This repository contains the preprocessed files to reproduce the NVIDIA bug #4139266 (https://developer.nvidia.com/nvidia_bug/4139266). The problem has been fixed in CUDA 12.2.2.
Including <cub/cub.cuh>
and <immintrin.h>
breaks compilation with GCC 12, if the SSE2 instruction set is enabled.
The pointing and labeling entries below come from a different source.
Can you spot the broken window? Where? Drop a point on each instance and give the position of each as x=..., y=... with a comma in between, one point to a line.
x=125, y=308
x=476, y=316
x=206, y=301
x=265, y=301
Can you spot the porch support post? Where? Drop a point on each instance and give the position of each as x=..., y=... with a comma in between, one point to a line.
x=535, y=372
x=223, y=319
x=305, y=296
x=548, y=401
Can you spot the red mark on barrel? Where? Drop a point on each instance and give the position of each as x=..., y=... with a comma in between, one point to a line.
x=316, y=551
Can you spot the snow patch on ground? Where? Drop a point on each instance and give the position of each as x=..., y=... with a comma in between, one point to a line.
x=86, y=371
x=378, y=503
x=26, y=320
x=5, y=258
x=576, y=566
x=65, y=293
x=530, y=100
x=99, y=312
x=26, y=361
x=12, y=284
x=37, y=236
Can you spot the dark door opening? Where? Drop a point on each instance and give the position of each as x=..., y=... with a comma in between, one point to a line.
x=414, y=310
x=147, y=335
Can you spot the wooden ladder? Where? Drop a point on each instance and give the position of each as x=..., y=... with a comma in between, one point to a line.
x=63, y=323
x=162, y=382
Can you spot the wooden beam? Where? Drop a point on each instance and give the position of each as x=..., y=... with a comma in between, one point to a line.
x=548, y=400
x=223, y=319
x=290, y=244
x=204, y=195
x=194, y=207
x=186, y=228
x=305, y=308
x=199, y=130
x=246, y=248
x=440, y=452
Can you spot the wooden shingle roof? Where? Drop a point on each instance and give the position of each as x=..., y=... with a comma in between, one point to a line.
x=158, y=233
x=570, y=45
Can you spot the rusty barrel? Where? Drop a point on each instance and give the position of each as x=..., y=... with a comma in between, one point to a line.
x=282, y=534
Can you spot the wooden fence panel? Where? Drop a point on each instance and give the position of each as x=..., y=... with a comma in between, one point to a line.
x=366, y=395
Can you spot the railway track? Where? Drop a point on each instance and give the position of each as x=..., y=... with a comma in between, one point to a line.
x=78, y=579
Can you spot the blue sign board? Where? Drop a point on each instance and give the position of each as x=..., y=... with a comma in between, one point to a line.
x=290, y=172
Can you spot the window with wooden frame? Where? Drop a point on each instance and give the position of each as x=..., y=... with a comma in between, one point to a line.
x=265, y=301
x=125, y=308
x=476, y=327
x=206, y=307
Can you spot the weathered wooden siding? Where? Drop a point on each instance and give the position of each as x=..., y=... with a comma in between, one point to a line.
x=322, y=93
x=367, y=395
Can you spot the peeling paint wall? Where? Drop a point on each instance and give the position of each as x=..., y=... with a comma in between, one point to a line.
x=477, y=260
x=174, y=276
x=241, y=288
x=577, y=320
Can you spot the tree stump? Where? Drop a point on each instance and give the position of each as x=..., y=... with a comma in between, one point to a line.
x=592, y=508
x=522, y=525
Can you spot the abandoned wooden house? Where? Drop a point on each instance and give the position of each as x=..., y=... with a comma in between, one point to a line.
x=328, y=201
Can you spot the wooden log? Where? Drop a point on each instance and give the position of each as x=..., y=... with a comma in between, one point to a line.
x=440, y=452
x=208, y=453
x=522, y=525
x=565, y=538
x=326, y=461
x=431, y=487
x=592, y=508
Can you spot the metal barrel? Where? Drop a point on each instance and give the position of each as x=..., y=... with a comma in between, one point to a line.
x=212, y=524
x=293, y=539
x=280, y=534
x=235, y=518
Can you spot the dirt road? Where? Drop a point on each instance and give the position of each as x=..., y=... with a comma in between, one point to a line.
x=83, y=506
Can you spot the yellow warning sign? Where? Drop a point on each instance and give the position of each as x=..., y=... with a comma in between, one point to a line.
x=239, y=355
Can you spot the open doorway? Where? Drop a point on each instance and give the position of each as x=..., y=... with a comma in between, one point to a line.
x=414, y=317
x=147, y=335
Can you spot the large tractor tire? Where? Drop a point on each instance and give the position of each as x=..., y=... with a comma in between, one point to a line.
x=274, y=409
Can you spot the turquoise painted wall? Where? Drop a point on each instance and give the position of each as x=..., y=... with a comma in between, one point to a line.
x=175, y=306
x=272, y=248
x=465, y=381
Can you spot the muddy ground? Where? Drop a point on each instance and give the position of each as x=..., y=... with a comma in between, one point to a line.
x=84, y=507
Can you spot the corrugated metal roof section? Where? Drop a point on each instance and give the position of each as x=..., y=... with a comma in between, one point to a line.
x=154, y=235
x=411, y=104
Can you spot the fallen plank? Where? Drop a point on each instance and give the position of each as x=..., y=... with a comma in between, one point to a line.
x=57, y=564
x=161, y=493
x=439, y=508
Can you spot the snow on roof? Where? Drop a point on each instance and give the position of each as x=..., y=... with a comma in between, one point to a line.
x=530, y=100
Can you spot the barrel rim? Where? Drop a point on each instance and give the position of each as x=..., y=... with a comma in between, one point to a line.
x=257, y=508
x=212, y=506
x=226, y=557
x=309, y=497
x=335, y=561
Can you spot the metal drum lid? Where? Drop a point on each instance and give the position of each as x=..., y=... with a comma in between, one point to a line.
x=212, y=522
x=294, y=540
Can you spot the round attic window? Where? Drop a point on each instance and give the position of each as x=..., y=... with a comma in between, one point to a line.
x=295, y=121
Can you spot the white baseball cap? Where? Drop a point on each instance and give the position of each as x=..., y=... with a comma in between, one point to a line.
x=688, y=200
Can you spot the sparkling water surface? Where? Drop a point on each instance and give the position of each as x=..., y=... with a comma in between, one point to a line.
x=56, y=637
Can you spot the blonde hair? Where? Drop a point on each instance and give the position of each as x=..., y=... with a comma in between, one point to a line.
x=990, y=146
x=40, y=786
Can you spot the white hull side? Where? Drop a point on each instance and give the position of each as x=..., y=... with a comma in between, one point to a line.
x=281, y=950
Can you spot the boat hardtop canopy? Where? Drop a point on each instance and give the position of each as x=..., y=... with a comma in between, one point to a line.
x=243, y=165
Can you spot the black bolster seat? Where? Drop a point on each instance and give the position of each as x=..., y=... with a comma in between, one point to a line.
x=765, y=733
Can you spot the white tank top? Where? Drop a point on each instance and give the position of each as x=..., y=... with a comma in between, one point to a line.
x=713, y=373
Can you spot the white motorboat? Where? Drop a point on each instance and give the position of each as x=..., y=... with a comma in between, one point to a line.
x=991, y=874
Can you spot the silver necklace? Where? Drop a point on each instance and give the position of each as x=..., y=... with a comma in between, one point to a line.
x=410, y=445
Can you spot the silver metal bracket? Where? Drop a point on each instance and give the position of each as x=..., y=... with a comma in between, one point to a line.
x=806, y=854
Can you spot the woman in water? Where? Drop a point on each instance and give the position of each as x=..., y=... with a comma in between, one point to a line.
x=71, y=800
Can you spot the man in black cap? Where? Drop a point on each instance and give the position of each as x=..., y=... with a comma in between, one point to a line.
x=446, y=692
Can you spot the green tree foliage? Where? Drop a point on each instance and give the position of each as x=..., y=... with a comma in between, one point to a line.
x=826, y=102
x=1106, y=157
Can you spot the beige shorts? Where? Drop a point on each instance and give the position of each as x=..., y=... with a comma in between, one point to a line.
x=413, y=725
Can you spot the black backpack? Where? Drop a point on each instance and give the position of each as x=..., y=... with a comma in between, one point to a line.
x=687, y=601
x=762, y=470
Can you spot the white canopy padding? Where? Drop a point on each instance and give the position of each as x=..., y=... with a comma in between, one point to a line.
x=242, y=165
Here is a simple reproducer, test.cu
:
#include <cub/cub.cuh>
#include <immintrin.h>
__global__
void unused() {}
Compiling with
/usr/local/cuda-12.1/bin/nvcc -ccbin g++-12 --compiler-options "-msse2" test.cu -c -o test.o
fails with
/usr/lib/gcc/x86_64-linux-gnu/12/include/avx512fp16intrin.h(38): error: vector_size attribute requires an arithmetic or enum type
__v8hf __attribute__ ((__vector_size__ (16)));
^
/usr/lib/gcc/x86_64-linux-gnu/12/include/avx512fp16intrin.h(39): error: vector_size attribute requires an arithmetic or enum type
__v16hf __attribute__ ((__vector_size__ (32)));
^
/usr/lib/gcc/x86_64-linux-gnu/12/include/avx512fp16intrin.h(40): error: vector_size attribute requires an arithmetic or enum type
__v32hf __attribute__ ((__vector_size__ (64)));
(... 95 more errors ...)
Killed
This is caused by:
- the header
.../include/cub/cub.cuh
indirectly includes the header.../include/cuda/std/detail/__config
.../include/cuda/std/detail/__config
defines_Float16
as#define _Float16 __half
- this conflicts with GCC's use of
_Float16
on ARM, and x86 systems with SSE2 starting with GCC 12.
Usage of _Float16
with GCC is documented in https://gcc.gnu.org/onlinedocs/gcc-12.3.0/gcc/Floating-Types.html,
and it is used in GCC's headers <avx512fp16vlintrin.h>
and <avx512fp16intrin.h>
, that are included by <immintrin.h>
.
A simple workaround seems to be to #undef _Float16
after including <cub/cub.cuh>
, but this may lead to other
conflicts in a more realistic program.
For the simple reproducer above, this:
#include <cub/cub.cuh>
#undef _Float16
#include <immintrin.h>
__global__
void unused() {}
compiles fine.
The problem has been fixed in CUDA 12.2.2:
/usr/local/cuda-12.2/bin/nvcc --version
nvcc: NVIDIA (R) Cuda compiler driver
Copyright (c) 2005-2023 NVIDIA Corporation
Built on Tue_Aug_15_22:02:13_PDT_2023
Cuda compilation tools, release 12.2, V12.2.140
Build cuda_12.2.r12.2/compiler.33191640_0
/usr/local/cuda-12.2/bin/nvcc -ccbin g++-12 --compiler-options "-msse2" test.cu -c -o test.o
builds correctly.